Françoise Poulet, « Présentation. Le compliment : pro et contra », Exercices de rhétorique, 20, 2023

Extrait de l’article

Quel est ce mécanisme du harcèlement ? Que vient-il détraquer en moi ? À quoi ne m’a-t-on jamais préparée, qui n’a pas de vocabulaire et qu’est-ce que cette peur progressive de chaque nouvelle journée engendre, à me demander à quel moment tombera la sollicitation, l’insulte, le compliment dont on ne veut pas, la menace voilée ?

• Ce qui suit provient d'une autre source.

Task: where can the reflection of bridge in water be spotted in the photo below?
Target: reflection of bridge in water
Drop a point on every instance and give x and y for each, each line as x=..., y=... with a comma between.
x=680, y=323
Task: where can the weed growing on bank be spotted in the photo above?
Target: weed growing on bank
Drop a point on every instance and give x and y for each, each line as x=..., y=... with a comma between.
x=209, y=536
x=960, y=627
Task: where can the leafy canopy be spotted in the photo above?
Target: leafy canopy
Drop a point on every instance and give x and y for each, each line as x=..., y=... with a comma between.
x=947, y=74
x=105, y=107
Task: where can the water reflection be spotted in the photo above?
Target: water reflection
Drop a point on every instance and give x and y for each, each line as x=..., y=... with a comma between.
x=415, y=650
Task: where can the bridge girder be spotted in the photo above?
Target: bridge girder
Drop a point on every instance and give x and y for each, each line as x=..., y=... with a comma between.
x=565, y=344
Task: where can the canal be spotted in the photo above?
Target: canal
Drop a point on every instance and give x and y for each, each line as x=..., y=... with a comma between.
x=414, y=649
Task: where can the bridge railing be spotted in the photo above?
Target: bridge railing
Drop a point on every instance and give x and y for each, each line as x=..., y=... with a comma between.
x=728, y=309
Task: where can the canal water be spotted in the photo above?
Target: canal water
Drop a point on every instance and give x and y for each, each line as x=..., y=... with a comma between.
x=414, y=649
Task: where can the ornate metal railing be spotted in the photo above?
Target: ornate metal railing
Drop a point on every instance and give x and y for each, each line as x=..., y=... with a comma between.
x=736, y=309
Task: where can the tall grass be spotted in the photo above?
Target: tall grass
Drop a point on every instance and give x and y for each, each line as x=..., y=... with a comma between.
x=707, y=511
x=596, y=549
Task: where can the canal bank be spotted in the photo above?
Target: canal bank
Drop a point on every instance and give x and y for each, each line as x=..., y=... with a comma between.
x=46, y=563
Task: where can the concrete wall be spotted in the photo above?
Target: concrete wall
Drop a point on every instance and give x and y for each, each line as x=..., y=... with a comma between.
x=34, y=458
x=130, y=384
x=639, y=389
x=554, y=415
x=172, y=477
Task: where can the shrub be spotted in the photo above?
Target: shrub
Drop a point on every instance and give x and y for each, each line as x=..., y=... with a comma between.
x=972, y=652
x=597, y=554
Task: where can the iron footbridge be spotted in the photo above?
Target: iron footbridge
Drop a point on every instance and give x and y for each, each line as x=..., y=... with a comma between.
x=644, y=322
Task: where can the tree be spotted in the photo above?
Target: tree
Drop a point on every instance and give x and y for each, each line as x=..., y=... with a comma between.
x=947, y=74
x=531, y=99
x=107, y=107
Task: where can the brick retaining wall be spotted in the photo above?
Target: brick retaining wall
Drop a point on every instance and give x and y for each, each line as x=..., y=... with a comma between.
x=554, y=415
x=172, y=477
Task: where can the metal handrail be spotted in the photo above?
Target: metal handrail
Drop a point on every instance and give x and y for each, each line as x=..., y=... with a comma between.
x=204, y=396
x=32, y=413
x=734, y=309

Militante impliquée dans le mouvement #MeToo, Zoé, personnage du dernier roman de Virginie Despentes, Cher connard (2022), pose une équivalence entre le fait d’être importunée, invectivée, menacée et complimentée par quelqu’un, dans le cadre du harcèlement de rue. Plus précisément, est ciblé ici en tant que discours agressif « le compliment dont on ne veut pas » : bien que les dictionnaires du français d’aujourd’hui le définissent comme une « parole élogieuse que l’on adresse à quelqu’un en différentes occasions », bien que les linguistes le présentent comme une « caresse verbale » inscrite au cœur de l’art de plaire et de l’agrément, Zoé regrette que les hommes qui l’interpellent dans la rue n’aient pas conscience – ou bien ne veuillent pas reconnaître – que le compliment puisse être perçu comme une agression verbale annonçant, voire entraînant la violence physique. Loin de s’opposer à l’offense dans une relation dialectique entre complaisance et brutalité, le compliment s’inscrit de ce fait dans un continuum de violence sexuelle, à tel point que certains courants féministes souhaiteraient en circonscrire les manifestations, voire le proscrire purement et simplement, au même titre que la galanterie. Moins franc que la « sollicitation » ou « l’insulte », le compliment exprime un désir qui avance masqué, sous le déguisement de la louange, et en cela, il a tout d’une « menace voilée ». Ainsi, force est de constater que la réception du compliment, notamment quand il implique des « dyades mixtes », n’est plus la même depuis 2007 et le début du mouvement #MeToo, à tel point que certains exemples de louanges cités par les linguistes dans les années 1990 et 2000 passent aujourd’hui pour des propos ou des comportements sexistes à proscrire. C’est bien parce que le compliment s’inscrit dans un « usage érotique » de la parole qui, même si ses modalités ont considérablement évolué jusqu’à nos jours, a toujours posé des problèmes de frontières et de franchissement dans l’ordre du tolérable et du licite.